In A Violent Nature is smart enough to understand what it is sacrificing, and thus makes sure to replace these genre standards with substitutes that allow its distinctive twist to shine. Though it follows pretty much the exact narrative structure of your average Friday the 13th sequel, the film actually has more in common with slow cinema and French extreme horror than slashers in terms of its pacing, cinematography, and payoffs. Slow-burning sequences of our killer wandering the woods offer a new style of nervous anticipation, long held shots foster tooth-grinding preludes to violence, and when the kills arrive, they are executed with such blunt, meaty ferocity as to shock even though their arrival is plainly imminent.

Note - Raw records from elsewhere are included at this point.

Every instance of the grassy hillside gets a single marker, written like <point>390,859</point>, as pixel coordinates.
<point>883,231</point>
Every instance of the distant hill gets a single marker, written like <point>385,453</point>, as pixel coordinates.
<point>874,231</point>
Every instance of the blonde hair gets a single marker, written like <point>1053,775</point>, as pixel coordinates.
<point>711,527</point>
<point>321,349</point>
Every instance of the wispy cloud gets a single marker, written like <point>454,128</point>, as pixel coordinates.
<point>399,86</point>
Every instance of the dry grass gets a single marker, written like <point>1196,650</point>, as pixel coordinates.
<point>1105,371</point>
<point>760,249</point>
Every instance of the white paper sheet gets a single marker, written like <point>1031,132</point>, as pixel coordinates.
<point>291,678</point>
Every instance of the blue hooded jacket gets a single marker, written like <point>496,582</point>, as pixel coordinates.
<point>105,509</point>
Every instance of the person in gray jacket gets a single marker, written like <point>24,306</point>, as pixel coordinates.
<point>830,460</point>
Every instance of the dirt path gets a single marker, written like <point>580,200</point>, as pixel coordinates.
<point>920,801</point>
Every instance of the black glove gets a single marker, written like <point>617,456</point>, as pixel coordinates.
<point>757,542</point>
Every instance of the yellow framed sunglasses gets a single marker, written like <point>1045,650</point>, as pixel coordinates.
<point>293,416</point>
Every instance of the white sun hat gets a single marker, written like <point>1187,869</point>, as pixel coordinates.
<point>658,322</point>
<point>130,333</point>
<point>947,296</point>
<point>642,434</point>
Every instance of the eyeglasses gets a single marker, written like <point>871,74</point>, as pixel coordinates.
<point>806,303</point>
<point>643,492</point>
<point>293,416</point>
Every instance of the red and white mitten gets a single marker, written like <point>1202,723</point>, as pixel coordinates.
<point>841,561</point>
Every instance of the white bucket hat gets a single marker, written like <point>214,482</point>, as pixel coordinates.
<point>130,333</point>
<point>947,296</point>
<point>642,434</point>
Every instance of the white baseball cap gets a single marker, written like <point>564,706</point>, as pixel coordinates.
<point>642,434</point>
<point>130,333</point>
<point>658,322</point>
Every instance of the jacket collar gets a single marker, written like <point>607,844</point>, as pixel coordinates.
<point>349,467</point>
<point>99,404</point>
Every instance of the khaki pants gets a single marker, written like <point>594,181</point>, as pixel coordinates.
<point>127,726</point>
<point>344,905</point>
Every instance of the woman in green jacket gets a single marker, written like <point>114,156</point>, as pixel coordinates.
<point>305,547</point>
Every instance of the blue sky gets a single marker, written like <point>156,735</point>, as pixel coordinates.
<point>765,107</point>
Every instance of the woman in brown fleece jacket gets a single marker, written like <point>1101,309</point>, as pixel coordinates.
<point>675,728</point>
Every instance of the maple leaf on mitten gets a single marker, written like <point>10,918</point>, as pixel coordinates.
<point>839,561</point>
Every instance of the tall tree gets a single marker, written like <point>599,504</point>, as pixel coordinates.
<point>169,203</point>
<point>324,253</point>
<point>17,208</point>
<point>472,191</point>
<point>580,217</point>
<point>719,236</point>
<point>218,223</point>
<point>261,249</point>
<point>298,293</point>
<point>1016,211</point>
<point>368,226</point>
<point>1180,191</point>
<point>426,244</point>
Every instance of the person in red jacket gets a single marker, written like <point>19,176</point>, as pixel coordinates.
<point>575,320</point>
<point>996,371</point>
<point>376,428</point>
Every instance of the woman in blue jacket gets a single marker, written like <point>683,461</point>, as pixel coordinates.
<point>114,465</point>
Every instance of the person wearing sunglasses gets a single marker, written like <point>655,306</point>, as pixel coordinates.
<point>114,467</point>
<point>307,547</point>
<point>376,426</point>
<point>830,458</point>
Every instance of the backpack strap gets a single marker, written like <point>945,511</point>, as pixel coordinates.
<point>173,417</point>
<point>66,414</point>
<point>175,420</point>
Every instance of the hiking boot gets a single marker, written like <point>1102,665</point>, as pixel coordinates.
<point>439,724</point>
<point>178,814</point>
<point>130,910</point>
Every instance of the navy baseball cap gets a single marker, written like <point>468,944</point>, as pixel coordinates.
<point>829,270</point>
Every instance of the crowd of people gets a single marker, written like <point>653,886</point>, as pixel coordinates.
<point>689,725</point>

With its perspective thus set and propensity for vicious payoff assured, In A Violent Nature finds a new tenor of horror in our anticipation of the ensuing bloodshed, as well as the unflinching intensity of its kills. And because we are following the killer rather than the victims, the fragments of slasher script we are provided fail to cohere into a journey of rising over adversity; our heroes are just as outgunned and helpless at the end as they are at the start, meaning the film is free to marinate in a cruelly extended outro, as we alongside the cast wait for the ax to fall. In A Violent Nature could have easily been simply a novel proof of concept, but it instead fully explores the tonal and structural implications of that concept, resulting in a film that makes its audience feel genuinely, gloriously unsafe.